Folha de S. Paulo
A proliferação de partidos não é um
problema moral, mas institucional
A ciência política já identificou os
fatores que determinam o número efetivo de partidos em um sistema político (Nepp). O
principal é a representação proporcional (RP), o modelo mais popular e adotado
em 94 países (o voto único em distrito uninominal, “voto distrital”, é adotado
em 68).
Mas o efeito da RP é condicional a outros
fatores. O decisivo é a magnitude do distrito. No Brasil, os distritos são os
estados, e ela varia de 8 a 70 (a mediana é 17). Tudo o mais constante, adotado
o distritão, por exemplo, o número de partidos no sistema não se alteraria,
como mostrou Gary Cox (Universidade Stanford).

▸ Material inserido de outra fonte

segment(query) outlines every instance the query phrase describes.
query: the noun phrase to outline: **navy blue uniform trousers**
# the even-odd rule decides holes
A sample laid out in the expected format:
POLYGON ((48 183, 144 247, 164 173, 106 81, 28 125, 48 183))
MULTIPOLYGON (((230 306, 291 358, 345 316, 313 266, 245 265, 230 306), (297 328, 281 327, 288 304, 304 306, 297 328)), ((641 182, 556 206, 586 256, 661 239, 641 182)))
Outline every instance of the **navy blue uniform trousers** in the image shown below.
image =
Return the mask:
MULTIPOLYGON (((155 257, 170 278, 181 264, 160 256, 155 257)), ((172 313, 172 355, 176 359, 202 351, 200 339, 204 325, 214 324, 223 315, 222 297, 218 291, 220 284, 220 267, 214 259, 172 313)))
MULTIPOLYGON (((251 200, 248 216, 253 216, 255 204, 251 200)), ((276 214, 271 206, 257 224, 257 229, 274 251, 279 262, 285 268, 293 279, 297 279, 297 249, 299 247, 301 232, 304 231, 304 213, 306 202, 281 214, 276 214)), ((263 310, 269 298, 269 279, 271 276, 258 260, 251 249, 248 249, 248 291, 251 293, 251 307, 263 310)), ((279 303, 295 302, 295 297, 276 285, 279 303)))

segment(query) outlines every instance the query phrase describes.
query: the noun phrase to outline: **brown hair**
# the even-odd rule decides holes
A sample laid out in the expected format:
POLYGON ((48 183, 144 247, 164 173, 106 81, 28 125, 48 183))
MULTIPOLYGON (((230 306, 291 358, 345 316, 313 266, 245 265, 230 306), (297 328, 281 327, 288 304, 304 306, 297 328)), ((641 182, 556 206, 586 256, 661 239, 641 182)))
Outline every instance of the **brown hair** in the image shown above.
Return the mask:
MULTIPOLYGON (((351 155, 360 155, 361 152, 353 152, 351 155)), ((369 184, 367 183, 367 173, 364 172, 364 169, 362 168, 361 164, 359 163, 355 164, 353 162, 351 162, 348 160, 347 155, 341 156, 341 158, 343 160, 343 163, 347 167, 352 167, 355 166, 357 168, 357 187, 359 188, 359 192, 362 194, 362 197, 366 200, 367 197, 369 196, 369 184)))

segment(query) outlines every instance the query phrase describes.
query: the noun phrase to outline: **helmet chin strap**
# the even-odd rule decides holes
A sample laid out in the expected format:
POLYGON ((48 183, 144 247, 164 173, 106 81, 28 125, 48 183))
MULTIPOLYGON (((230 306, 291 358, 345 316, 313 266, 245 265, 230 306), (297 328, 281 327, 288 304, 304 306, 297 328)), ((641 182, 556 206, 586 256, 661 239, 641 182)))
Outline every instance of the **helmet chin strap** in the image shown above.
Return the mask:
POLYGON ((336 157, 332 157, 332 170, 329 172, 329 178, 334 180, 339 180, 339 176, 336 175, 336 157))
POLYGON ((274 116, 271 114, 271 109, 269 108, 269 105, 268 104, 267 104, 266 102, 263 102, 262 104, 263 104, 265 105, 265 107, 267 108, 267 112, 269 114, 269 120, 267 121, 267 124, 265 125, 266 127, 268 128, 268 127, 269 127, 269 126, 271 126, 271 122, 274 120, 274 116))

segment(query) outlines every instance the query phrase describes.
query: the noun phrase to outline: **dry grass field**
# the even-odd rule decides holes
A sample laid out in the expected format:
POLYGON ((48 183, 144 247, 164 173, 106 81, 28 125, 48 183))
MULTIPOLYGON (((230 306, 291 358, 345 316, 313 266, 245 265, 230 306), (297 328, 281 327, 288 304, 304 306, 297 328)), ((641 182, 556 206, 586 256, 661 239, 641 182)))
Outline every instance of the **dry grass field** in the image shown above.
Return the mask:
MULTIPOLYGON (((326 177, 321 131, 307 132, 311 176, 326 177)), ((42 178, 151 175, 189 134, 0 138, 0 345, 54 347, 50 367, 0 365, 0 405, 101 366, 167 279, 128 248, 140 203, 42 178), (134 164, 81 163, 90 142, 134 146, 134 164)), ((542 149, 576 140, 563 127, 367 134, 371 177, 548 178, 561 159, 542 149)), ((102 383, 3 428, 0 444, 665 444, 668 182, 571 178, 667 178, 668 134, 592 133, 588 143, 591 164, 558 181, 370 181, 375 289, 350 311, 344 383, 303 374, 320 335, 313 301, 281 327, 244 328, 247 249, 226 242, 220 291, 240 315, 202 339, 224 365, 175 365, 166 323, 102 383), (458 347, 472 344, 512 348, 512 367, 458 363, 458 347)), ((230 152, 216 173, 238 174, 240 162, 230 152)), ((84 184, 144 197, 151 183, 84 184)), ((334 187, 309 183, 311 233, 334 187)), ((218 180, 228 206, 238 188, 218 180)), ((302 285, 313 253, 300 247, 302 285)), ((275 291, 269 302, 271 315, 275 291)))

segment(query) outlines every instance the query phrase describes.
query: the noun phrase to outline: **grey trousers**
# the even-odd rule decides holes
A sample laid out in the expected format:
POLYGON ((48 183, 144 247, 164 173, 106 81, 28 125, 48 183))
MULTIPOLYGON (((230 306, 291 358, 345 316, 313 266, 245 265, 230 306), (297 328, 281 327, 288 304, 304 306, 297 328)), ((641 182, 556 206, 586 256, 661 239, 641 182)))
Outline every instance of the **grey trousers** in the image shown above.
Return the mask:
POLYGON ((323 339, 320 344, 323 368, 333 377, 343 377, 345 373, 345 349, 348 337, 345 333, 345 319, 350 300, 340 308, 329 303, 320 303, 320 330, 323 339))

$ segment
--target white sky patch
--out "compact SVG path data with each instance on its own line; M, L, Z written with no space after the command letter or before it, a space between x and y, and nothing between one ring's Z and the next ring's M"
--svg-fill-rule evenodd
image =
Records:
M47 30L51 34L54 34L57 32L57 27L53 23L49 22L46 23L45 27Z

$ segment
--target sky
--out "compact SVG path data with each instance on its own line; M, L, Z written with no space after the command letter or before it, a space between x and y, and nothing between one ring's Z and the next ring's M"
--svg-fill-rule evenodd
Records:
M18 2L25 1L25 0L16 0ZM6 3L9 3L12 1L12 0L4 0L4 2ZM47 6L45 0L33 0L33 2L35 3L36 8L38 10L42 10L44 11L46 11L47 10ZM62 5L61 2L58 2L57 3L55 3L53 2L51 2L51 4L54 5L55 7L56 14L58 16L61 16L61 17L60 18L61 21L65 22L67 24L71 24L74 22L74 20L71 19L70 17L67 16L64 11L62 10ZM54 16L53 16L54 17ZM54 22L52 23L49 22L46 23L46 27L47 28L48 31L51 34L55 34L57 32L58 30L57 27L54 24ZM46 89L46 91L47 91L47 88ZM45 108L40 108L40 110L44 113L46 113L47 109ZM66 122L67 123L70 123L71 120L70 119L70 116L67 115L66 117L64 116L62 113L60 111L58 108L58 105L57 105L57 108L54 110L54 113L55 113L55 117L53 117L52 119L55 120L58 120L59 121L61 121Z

As democracias nas quais o distrito é o próprio país —Holanda, Dinamarca ou Israel— têm o número mais elevado de partidos do planeta. No plano oposto está o Chile, que adotou a RP, mas com magnitude 2, de 1989 a 2015. O Nepp no Brasil não tem paralelo. Uma forma de reduzir o tamanho do distrito seria através de modelos mistos, presentes em 37 países, nos quais os distritos poderiam cair pela metade.
O segundo fator são as cláusulas de
barreira contra partidos nanicos. No Brasil, a ausência de uma foi variável
crucial para a proliferação de partidos. Uma cláusula fora aprovada em 1995,
mas julgada inconstitucional pelo STF, em decisão estapafúrdia, quando ia ser
utilizada em 2006. A cláusula introduzida em 2017 periga cair na reforma em
curso. Outras decisões do STF também criaram incentivos para a criação de
partidos (janelas partidárias, migração em caso de partidos novos etc).
O terceiro fator é o federalismo. No
Brasil, vige desde 1946 o princípio do caráter nacional dos partidos, em
contraste com outras federações —como Argentina e Índia— onde existem numerosos
partidos estaduais.
A proliferação de partidos no país ocorre a
despeito dessa proibição. Mas a centralidade das eleições estaduais impacta o
número de partidos; o segundo turno também magnifica esse efeito.
Em quarto lugar, o colossal volume de
recursos públicos disponibilizado para os partidos, inclusive para quem não
tem voto, converte a criação de partidos em atividade altamente rentável.
Mesmo antes da aprovação do Fundo de Campanha, o Fundo Partidário garantia
recursos inconcebíveis. As coligações em eleições proporcionais exacerbaram
incentivos perversos no mercado de “chapas”. E elas podem
voltar.
No debate público, a criação de partidos
tem sido vista frequentemente como produto da volúpia incontrolável dos
políticos em uma cultura secularmente clientelista. O problema com essa
explicação é que ela se aplica virtualmente a tudo. Reduzir o problema a uma
questão moral é perder de vista sua complexidade. O problema é institucional.
*Professor da Universidade Federal de Pernambuco e ex-professor visitante do MIT e da Universidade Yale (EUA).